As an Ecologist article states, "In the last 50 years, a staggering 140 million hectares (325 million acres) - the size of almost all the farmland in India - has been taken over by four industrial crops: Soya bean, oil palm, rapeseed and sugar cane. And this trend is accelerating..."
This is much the story of modern wine, in America, where in California alone, 615,000 acres in California are planted to grape vines, the vast majority of which go into mass produced, industrial wine (even many grapes from Sonoma and Mendocino) - extracting "value" from the land. Each year the number of chemically farmed vineyard acres increases - along with the amount of toxics in the form of fungicides, herbicides, insecticides and fertilizers.
Whether the wines are "value wines" or fine wine destined for collectors' cellars, almost all wine in California and the U.S. has one thing in common - the application of glyphosate or Roundup. Close to 500,000 pounds - yes, pounds - are applied on bearing California vineyards each year.

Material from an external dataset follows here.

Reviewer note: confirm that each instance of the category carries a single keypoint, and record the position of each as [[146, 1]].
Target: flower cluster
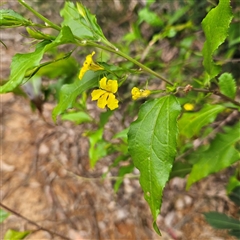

While most scientists would categorize Roundup as a carcinogen, despite Monsanto's protests, no one doubts that it kills micro organisms in the soil.
There is one group that is an exception to the toxic farming system - growers who are organic.
Their care for the land contrasts with the way modern farmers - the Pilgrims' offspring, and the offspring of other immigrants who settled here later - have treated the soil. Their neglect of soil health caused them to move from the exhausted soils of the Southeast and the Eastern seaboard to the West. Until there was no more land. (Or water).
David Montgomery |
For more on the story of soils as a moving force in American history, see this week's NOVA series on PBS. The episode Making North America: Human features a segment with David Montgomery, soil historian and MacArthur fellow, showing how Virginia's tobacco growers depleted their native soils, which encouraged and led to Western expansion.
(If you haven't yet read David's book Dirt: The Erosion of Civilizations, check it out. It's a fascinating read and also available as an audiobook. You can also see him give an hour talk on it here.)
For those who are interested in exploring David's latest work, check out The Hidden Half of Nature: The Microbial Roots of Life and Health. Publishers Weekly gave it a glowing review as did Kirkus. (I just ordered it). It focuses on yet another aspect of why soil health is so important.
And for a deeper dive into soil health, see Symphony of the Soil (available as a DVD or on Vimeo on Demand, too) which features David and a wealth of other experts on this topic.
So soil - it's the root of all society. The Pilgrims survived only because a native American helped them plant corn - in good soil. The Virginian colonies survived only as long as their soil was in good shape.
Today, one might ask: how long will consumers continue, unwittingly, to support the chemical vineyard system that "extracts value" by growing wine grapes with chemical fertilizers and application of toxics? Many are indebted to financiers - via bank loans - and Big Wine, the four companies that control most "value wine" in the U.S. and are focused on expanding into higher priced labels. Are we, like the Virginian tobacco growers, unknowingly contributing to soil suicide?
So this year, once again, I am thankful for the organic growers in our land and for the care and respect with which they treat soil, one of our most precious substances.
I'm celebrating the dedicated growers who give us wine worthy of praise - and a great deal of pleasure. Happy Thanksgiving.